Headlines from recent “inside” reports to banks by Siefer Consultants have been finding their way into your pockets. “Twenty Five Ways to Increase Fee Income from Transaction Cards,” or “Ten Fee Income Growth Trends” illustrate the booming business in advising banks how to charge you for just about everything but the wear and tear on their rugs from your presence as a customer.
A favorite tactic is “unbundling” which means breaking down services into their component parts and then charging for each part to a total greater than the original umbrella charge.
“Repricing strategies such as changing to tiered fees and converting from average to minimum monthly balance requirements”, advises one fee income report, can increase the opportunity for increased fee income, along with unlinking fees from savings accounts, CD balances and checking accounts.
Another nifty innovation by one bank is touted as a solution to pushing customers into accepting the bank’s desire not to send you your cancelled checks in the monthly statement. Many banks now do it by announcing “check safekeeping” unless you object and say you want to keep receiving your cancelled checks.
But an emerging trend is to charge you $2 per month for what banks have been doing for ages — sending you your cancelled checks — and then offering to drop the charge when you agree to let them keep your checks. Of course, once you take the latter option and need a cancelled check, the bank will charge you another fee to retrieve it from their computerized files.

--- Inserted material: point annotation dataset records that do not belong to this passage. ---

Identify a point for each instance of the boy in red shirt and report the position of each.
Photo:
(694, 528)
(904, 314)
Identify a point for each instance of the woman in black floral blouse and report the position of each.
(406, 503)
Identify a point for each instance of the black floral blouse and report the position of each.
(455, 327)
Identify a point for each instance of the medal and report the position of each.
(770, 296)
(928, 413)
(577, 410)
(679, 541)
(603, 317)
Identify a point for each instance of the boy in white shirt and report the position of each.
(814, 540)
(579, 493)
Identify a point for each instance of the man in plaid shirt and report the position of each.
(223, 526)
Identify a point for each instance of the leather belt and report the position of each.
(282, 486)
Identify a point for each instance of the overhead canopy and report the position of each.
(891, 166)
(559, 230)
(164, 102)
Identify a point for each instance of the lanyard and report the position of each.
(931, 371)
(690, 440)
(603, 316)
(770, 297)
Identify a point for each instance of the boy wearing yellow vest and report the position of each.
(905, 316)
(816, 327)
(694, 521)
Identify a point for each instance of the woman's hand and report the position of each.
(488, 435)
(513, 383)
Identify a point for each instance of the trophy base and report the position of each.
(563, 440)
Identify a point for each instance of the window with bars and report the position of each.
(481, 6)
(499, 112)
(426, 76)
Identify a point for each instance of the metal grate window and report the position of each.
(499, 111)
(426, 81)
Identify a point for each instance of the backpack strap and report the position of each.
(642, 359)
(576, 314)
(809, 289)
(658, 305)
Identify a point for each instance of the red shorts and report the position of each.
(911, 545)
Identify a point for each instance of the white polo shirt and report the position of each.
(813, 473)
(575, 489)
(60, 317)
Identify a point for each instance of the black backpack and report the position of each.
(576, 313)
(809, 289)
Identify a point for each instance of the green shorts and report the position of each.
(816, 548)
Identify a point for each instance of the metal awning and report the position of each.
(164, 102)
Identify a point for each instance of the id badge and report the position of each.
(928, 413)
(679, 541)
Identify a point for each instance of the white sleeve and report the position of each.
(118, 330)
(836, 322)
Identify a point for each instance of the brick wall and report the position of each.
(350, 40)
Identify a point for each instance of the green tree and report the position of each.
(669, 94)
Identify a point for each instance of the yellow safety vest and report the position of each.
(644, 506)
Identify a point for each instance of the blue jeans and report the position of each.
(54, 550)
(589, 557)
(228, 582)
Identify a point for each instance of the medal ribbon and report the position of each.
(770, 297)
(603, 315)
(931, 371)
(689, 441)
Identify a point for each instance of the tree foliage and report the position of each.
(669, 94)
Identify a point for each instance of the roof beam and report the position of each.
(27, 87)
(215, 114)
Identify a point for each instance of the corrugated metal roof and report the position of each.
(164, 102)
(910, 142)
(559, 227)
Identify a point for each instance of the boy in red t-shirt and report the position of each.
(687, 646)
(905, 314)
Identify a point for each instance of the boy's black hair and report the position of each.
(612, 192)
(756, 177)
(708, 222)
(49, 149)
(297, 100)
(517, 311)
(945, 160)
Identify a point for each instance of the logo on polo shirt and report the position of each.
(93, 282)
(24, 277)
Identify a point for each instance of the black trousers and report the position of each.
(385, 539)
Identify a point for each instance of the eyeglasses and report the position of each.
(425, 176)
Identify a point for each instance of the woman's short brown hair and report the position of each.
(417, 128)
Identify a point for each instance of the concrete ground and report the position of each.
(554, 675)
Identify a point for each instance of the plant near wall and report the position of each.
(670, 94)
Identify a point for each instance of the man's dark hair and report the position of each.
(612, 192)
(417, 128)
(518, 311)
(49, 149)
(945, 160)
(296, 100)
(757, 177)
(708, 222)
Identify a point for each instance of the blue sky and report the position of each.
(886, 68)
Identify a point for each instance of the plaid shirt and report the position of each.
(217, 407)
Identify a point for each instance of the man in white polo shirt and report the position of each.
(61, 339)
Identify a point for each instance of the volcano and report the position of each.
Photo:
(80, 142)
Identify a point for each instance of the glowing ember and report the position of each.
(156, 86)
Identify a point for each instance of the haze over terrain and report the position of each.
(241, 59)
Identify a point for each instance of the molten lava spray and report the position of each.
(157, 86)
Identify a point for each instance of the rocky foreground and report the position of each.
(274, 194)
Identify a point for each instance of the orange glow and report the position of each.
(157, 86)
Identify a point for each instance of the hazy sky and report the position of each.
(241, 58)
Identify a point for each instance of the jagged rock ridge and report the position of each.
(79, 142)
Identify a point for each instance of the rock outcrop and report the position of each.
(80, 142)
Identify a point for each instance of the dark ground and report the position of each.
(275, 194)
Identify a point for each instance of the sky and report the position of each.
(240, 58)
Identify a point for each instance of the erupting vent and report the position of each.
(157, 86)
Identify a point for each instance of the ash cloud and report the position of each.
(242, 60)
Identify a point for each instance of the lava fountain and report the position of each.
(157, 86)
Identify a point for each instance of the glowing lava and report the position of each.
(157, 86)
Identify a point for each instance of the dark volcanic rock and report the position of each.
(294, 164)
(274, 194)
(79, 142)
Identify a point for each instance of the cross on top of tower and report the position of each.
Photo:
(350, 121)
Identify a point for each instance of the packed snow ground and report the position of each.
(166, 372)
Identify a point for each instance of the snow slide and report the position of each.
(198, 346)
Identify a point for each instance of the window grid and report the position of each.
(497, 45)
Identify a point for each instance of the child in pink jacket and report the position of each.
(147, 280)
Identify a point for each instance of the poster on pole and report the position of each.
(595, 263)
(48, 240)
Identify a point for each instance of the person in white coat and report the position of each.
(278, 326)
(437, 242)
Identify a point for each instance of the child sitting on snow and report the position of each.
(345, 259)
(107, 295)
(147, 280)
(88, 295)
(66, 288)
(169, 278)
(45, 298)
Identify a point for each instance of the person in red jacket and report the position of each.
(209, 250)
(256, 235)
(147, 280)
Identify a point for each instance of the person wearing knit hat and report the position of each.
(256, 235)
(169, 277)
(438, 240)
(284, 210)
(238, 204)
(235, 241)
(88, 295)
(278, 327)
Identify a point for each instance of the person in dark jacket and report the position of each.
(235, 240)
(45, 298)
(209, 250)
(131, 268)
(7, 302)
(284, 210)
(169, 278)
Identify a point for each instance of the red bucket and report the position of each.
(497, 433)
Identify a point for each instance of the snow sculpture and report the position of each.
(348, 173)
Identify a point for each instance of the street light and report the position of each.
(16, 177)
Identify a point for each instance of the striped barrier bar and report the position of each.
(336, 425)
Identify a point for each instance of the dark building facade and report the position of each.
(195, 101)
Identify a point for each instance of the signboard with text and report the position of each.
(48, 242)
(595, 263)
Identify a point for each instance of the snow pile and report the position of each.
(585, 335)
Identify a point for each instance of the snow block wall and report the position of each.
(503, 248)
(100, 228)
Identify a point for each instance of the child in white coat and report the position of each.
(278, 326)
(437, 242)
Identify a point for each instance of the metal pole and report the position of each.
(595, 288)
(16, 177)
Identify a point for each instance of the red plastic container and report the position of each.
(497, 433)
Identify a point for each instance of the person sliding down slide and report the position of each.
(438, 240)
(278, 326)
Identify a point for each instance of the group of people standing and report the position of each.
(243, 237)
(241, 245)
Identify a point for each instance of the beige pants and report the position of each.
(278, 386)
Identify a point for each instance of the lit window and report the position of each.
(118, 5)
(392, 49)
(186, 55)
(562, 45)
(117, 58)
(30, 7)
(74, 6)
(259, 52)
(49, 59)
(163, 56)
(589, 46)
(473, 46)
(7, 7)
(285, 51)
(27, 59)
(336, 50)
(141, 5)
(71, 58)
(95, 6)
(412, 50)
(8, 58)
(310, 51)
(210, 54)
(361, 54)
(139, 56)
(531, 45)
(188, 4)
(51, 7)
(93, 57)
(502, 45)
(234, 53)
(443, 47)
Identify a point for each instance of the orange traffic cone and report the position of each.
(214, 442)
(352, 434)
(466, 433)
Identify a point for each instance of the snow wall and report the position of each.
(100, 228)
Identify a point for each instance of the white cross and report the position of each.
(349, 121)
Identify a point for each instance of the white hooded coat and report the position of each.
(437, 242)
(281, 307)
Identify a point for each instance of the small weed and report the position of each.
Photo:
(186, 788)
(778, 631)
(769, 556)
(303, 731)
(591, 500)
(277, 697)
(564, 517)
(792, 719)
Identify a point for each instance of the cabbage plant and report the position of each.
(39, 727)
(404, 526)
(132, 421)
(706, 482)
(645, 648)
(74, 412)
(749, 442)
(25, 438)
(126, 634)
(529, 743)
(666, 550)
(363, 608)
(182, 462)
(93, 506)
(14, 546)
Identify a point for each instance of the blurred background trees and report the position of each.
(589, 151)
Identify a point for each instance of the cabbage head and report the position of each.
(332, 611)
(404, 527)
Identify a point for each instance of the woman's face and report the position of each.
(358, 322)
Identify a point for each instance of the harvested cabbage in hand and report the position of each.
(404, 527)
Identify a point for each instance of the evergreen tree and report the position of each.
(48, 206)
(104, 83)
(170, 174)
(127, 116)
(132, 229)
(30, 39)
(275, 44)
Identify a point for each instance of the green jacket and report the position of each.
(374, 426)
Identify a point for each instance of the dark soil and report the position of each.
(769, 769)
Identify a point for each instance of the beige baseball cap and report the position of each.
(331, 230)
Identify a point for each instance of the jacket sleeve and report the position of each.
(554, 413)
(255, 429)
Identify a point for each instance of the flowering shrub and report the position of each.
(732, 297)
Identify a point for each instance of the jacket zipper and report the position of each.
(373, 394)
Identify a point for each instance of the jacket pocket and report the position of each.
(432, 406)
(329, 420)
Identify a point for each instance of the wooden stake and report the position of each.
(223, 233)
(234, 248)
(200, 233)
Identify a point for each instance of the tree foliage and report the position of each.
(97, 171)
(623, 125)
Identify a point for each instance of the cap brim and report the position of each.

The big profit center, though, is the charge for bounced checks and the fast growing charge policy for innocent victims of bounced checks. Consider this amazing statistic: banks took in nearly $4.5 billion in revenues from bounced check fees in 1993. According to the American Bankers Association, small banks charge customers a $15 fee for each check that bounces; medium-sized banks charge $17.50 and, large banks, $20.00.
Now consider what it costs the banks to see what enormous profits they are making here. Even by their own figures, which consumer critics think are inflated, banks incur administrative costs of $1.32 per check to process bounced checks and check fraud losses average $1.36 per bounced check for a total of $2.68. (Fraud losses average only a penny a check when allocated to all checks processed in U.S. banks).
More than 65 percent of banks charge “deposit-item-returned” fees in addition to bounced check fees. That means the innocent recipients who deposit a check that bounces can find their accounts charges $3 per check at small banks, to $4 at medium-sized banks, to $9 at the largest banks.
Next month, consumer groups will write to the Chairs of the House and Senate Banking Committee recommending the introduction of legislation to reduce the length of time allowed for banks to clear checks, since the profits from these charges are so enormous.
The Congressional committees should also investigate the spreading practice whereby customers give up their rights to sue for fraud or unconscionable overcharges whey they sign their depositors agreement upon opening an account. The fine print commits the customers of Bank of America, for example, to compulsory arbitration which cannot be appealed to the courts.
The balance of power between customers and banks is so pronounced that only the establishment of financial consumer associations, with full-time consumer advocates to negotiate with the banks, can redress this imbalance.